The figure (above) shows those monthly averages along with the 12-month running average (current month and 11 previous). The sea surface temperature (SST) clearly fluctuates throughout the year by about 5 degrees, typically with highest temperatures in January and lowest temperatures in August. It is also clear that the SST rises with the onset of El Nino events and falls with the onset of La Nina events.
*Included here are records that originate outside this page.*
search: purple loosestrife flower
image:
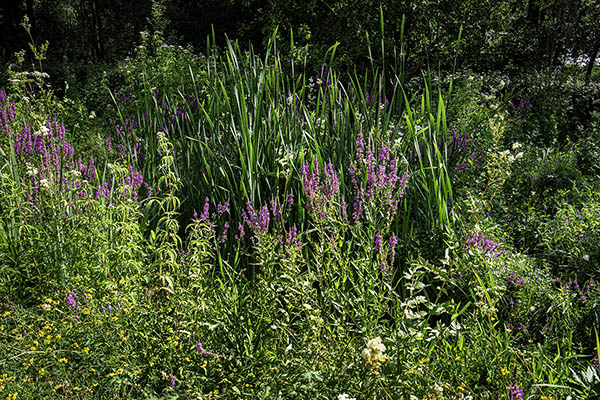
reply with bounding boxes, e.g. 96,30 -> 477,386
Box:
240,200 -> 271,240
348,132 -> 409,223
375,232 -> 383,253
65,292 -> 79,311
465,232 -> 508,258
301,157 -> 339,219
508,384 -> 525,400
Another method of examining temperature is via the anomaly, which is the variation from the long-term average for that month. The method is not ideal because occasional strong peaks or troughs can distort the average for a particular month and therefore the anomalies, but because global temperatures are usually expressed this way these monthly anomalies are shown in the figure (below), along with the 12-month running average as above. The conventional period used for long-term averages is 30 years but because we only have 27 years of data the monthly averages are those for the entire interval.

The figure (above) makes it clear that there has been no sustained increase in sea surface temperatures across the Great Barrier Reef over the last 27 years. The graph of the 12-month running average of the SST looks remarkably like the global temperature graphs according to satellite-based monitoring, with a peak in 1998 followed by a fall then another rise and a relatively constant period from 2002 to 2007 and since then a sustained fall.

These graphs make it abundantly clear that the sea surface temperature along Australia's Great Barrier Reef are not increasing at an alarming rate. The people who say otherwise have no evidence whatsoever to support their claims. These sea temperatures might rise in future but the historical evidence suggests that this will most likely be due to the natural forces of El Nino events.